It’s all about technology and when it fails, it can leave you stranded. Do you have a backup plan? Some experts claim that standalone handheld GPS systems are a thing of the past, because of advances in Smart Phone technology. There is an app for everything it seems, but do you need a GPS app.
When you purchase a handheld GPS device you buy it for one purpose only, and you expect it to work virtually anywhere, because GPS is after all, an acronym for Global Positioning System.
The typical GPS system relies on a network of satellites, up to 24 in some cases, placed into orbit by the U.S. Department of Defense. The technology was originally intended for military applications but in the 1980’s the government made the technology available for civilian applications. A GPS system is designed to work in any weather conditions, anywhere in the world, 24 hours a day. There are no subscription fees or setup charges to use a GPS.

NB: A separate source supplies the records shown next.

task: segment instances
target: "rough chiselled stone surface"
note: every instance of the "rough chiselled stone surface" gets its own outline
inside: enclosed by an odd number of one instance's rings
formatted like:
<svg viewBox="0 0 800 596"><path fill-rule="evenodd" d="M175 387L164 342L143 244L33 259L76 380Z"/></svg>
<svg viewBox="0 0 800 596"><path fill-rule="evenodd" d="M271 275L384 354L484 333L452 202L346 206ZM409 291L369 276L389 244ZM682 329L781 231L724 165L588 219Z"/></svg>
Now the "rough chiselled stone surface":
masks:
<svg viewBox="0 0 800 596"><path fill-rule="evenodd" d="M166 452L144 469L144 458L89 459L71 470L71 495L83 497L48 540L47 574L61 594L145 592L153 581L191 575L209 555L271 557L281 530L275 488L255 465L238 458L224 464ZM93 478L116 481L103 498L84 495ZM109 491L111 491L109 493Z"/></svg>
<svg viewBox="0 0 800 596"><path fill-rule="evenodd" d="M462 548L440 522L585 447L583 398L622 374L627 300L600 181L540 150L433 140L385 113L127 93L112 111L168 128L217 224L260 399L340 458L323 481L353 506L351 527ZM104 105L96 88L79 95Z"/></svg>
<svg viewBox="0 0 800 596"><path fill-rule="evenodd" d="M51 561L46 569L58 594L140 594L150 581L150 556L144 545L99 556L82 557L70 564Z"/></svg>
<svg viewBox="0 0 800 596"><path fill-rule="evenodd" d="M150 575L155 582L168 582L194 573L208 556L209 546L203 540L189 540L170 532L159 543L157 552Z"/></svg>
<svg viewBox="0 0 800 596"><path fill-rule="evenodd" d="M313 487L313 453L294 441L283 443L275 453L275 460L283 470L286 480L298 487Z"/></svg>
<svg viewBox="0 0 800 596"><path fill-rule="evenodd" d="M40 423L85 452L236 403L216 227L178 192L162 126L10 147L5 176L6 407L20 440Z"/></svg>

Obviously the batteries can die, and in some rare cases, you may not receive a signal, but overall they are quite dependable anywhere in the world. A cell phone on the other hand is not as reliable, because they rely on cellular signals to download and update maps as you move about. You can lose signal in your own home, let alone out in the backcountry, so maybe you better have a backup system for your cell phone apps when it comes to finding your way in the wilds.

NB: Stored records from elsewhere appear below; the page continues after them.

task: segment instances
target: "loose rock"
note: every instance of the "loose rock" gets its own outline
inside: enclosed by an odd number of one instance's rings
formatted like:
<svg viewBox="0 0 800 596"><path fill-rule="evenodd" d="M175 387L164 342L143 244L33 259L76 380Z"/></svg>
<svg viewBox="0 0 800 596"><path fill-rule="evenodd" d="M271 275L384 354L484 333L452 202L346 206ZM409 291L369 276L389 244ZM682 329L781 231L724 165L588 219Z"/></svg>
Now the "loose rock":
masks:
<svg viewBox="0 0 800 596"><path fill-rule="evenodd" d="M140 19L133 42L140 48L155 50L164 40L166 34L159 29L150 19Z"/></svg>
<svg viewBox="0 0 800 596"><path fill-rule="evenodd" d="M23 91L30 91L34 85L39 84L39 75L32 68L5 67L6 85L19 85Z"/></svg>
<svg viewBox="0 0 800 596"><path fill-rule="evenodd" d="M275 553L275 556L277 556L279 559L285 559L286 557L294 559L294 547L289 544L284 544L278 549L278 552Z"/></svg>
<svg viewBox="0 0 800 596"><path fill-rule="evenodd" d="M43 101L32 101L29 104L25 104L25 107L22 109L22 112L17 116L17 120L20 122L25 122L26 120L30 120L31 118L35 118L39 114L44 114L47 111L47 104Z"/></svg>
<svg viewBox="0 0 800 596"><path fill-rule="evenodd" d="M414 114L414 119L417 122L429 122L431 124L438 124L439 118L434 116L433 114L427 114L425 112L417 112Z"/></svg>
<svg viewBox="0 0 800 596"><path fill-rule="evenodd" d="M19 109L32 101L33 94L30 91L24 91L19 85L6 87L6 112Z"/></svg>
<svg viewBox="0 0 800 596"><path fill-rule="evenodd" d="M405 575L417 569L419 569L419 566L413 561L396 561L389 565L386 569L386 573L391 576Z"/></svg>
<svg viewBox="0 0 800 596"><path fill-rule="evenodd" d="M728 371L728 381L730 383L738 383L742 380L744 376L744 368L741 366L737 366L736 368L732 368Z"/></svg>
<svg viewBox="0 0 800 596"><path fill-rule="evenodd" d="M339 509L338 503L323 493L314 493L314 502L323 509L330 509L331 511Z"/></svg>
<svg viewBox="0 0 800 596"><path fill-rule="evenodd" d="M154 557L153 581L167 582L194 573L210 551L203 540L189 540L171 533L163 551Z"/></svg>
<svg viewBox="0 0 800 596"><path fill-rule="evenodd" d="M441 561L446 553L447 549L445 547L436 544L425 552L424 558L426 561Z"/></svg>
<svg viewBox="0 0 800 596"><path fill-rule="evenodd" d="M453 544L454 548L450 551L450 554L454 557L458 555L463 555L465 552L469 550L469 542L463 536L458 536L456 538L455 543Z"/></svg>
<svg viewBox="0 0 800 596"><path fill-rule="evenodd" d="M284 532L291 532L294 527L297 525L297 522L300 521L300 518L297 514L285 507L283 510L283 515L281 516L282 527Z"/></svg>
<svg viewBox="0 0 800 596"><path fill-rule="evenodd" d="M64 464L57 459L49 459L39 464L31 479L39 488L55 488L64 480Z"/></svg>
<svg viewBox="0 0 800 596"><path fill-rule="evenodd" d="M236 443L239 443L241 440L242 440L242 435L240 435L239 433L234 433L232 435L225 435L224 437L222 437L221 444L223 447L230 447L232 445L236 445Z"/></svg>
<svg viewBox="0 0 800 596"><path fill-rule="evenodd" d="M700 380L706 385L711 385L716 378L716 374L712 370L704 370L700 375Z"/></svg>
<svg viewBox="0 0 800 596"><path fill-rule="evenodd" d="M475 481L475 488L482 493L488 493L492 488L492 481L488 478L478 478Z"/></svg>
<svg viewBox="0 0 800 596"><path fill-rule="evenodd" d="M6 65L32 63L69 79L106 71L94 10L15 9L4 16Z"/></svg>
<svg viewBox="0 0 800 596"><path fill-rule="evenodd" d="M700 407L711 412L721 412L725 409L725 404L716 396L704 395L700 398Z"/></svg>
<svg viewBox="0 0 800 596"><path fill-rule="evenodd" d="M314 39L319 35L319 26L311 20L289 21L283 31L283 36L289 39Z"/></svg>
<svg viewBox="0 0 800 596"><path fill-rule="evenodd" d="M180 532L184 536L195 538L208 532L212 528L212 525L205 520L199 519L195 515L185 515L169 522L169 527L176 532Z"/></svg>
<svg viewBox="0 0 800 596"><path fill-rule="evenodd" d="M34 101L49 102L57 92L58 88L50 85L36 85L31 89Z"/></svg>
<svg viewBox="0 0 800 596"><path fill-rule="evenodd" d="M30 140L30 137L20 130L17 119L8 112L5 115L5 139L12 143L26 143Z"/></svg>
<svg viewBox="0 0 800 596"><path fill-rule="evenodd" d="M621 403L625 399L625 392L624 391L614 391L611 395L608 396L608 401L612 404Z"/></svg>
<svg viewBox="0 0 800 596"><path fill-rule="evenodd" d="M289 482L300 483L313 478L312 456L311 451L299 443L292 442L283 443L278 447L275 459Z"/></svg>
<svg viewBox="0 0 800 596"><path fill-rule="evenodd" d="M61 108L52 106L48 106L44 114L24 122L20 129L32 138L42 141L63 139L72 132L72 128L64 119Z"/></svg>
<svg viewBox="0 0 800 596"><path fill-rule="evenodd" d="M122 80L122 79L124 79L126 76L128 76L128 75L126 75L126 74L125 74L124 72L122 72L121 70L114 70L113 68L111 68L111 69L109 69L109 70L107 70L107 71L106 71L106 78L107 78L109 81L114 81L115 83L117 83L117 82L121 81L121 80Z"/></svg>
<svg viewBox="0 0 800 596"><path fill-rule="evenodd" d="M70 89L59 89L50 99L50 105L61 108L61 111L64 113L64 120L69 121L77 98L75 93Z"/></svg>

Battery Life Is a Problem As Well
If you are wandering around holding up your cell phone for a strong signal, you are draining the battery. Depending on the phone and others apps running your battery can discharge in a matter of hours when running a GPS or mapping app. In the backcountry the only option besides extra fully charged batteries, is a solar battery charger that can be strapped to your pack or body. To charge a battery however, takes time, time you may not have if you are lost.
While most standalone GPS devices only perform one function they perform it well. Something else that will not fail you is a compass and a map. The problem with a compass and maps however, is that they require a certain amount of skill and knowledge to navigate using them. Anyone can learn to use a map and compass, but if you have not actually ever used them to navigate, then trying to figure them out once lost may be too late.
Technology is ideal, and when training and practicing, it can bring you to a certain point, but you always have to assume that technology will fail at some point. The old saying “one is none and two is one” holds true. Something will fail, break, or become lost and so you need redundancy, which is actually the best backup plan there is.
Use technology to your benefit, and there is no reason not to use it when available, but on the other hand, you cannot become so dependent upon it that you cannot function without it.
Get back to the Basics
Using devices as a crutch can only carry you so far. If you depend on a crutch long enough, you may forget how to walk on your own. Use devices when you need them, but do not bet your life on a device. Learn how to survive without them, learn how to read a map, and use a compass, because once you have the skill you can carry it with you anywhere, without the fear of a lost signal or a dead battery.